ANDREA MAIOLI
Cronaca

Il fantasma di Lucio Dalla

Il commento

Corso Buenos Aires - Lucio Dalla

Bologna, 2 marzo 2016 - Ci sono le parole della politica, un blablaismo che spesso gira a vuoto. Ci sono i ‘faremo’, ‘studieremo’, ’faremo un tavolo’ (quest’ultima va molto di moda, quando non si sa cosa fare ci si riunisce attorno a un tavolo...). Intanto Lucio Dalla – nato il 4 marzo 1943, morto il 1 marzo 2012 – aleggia solo come un fantasma nelle stanze di chi dovrebbe decidere, come una presenza ancora forte e viva nella testa e nel cuore dei bolognesi.

La casa di via D’Azeglio rimane chiusa, il suo sberleffo sta ancora nel nome del campanello (Domenico Sputo). Fuori indigeni e stranieri alzano gli occhi verso l’installazione sulla facciata e verso il terrazzino. Tagliati fuori.

Una città che si è ritrovata, per caso e per destino, Lucio Dalla come figlio cosa avrebbe dovuto fare? Organizzare, pensare, fare. Soprattutto progettare qualcosa che diventasse memoria stabile e non improvvisazione. Mettere al bando le iniziative estemporanee-dilettantesche. Evitare la retorica della beatificazione che lui da lassù se la ride sicuramente. Ma fare, fare qualcosa che abbia un senso per attirare ancora nuovi turisti, per farlo sentire sempre vicino a quella comunità che lo aveva per amico.

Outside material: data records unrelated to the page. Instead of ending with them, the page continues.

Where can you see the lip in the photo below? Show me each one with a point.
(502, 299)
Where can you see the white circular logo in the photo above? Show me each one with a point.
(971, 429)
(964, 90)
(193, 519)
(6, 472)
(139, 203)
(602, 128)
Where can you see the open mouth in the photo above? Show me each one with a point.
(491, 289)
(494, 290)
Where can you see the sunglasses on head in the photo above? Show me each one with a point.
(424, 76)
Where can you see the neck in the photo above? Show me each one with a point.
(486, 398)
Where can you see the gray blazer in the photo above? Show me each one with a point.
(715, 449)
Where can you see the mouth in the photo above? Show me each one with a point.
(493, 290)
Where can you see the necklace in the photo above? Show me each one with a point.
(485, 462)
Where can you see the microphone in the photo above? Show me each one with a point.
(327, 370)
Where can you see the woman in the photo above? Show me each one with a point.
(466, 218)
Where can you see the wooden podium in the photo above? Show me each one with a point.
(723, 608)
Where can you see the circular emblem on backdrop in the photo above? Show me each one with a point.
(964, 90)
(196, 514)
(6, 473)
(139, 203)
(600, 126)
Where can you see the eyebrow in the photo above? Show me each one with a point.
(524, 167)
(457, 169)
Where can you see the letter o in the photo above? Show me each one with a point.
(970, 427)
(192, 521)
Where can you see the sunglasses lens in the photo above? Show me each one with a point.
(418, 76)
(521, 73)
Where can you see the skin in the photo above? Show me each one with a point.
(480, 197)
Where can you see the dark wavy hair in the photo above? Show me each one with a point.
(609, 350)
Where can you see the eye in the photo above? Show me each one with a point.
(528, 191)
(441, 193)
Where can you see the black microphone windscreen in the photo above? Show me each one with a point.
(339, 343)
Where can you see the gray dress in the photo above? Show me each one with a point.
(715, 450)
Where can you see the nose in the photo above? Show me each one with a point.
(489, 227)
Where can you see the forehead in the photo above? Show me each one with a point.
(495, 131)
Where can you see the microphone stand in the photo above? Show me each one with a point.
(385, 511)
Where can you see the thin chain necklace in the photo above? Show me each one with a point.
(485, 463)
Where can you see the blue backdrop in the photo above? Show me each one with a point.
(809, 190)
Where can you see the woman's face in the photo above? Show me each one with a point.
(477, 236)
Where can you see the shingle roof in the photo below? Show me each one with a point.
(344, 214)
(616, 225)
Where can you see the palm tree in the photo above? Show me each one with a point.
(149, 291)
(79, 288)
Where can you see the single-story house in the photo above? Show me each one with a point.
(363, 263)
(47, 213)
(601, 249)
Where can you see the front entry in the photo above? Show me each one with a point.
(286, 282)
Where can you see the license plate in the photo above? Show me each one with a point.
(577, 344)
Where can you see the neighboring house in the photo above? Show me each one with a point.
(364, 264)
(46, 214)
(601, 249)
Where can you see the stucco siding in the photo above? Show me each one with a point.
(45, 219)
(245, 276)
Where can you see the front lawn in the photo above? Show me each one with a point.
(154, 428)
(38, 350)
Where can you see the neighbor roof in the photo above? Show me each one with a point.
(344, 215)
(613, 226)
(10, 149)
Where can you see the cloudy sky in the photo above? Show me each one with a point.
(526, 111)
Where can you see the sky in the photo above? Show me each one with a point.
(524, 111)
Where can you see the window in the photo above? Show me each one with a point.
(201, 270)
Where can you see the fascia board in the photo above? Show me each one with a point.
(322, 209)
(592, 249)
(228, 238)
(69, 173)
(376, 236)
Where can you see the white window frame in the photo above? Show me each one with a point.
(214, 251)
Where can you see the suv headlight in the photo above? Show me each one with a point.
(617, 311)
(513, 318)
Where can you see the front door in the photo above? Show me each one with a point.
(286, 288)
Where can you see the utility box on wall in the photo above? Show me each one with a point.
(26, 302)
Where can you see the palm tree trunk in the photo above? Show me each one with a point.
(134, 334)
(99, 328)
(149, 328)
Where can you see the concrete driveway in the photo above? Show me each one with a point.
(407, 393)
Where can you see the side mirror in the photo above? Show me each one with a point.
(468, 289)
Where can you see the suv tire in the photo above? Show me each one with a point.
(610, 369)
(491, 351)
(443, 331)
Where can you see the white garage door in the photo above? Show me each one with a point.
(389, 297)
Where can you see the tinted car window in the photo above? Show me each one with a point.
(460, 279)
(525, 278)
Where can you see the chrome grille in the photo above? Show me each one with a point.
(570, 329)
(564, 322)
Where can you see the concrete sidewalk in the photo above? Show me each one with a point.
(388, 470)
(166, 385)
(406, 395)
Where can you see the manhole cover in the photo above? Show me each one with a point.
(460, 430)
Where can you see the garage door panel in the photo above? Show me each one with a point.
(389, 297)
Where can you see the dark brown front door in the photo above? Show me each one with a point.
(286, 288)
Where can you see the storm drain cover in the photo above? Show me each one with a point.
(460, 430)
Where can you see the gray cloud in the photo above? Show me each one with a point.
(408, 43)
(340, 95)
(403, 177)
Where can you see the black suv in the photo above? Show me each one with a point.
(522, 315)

Alla faccia di quel ministro che sentenziò che con la cultura non si mangia, con la cultura invece si può mangiare eccome. E su Lucio Dalla si dovrebbe e potrebbe creare un business culturale (le due parole non sono incompatibili). Quello che manca, a Bologna, è sempre e solo una cosa: la progettualità. Quello che abbonda è l’improvvisazione. «Il lavoro creativo è sospeso tra la memoria e l’oblio», parola di Jorge Luis Borges. Triste, solitario y final.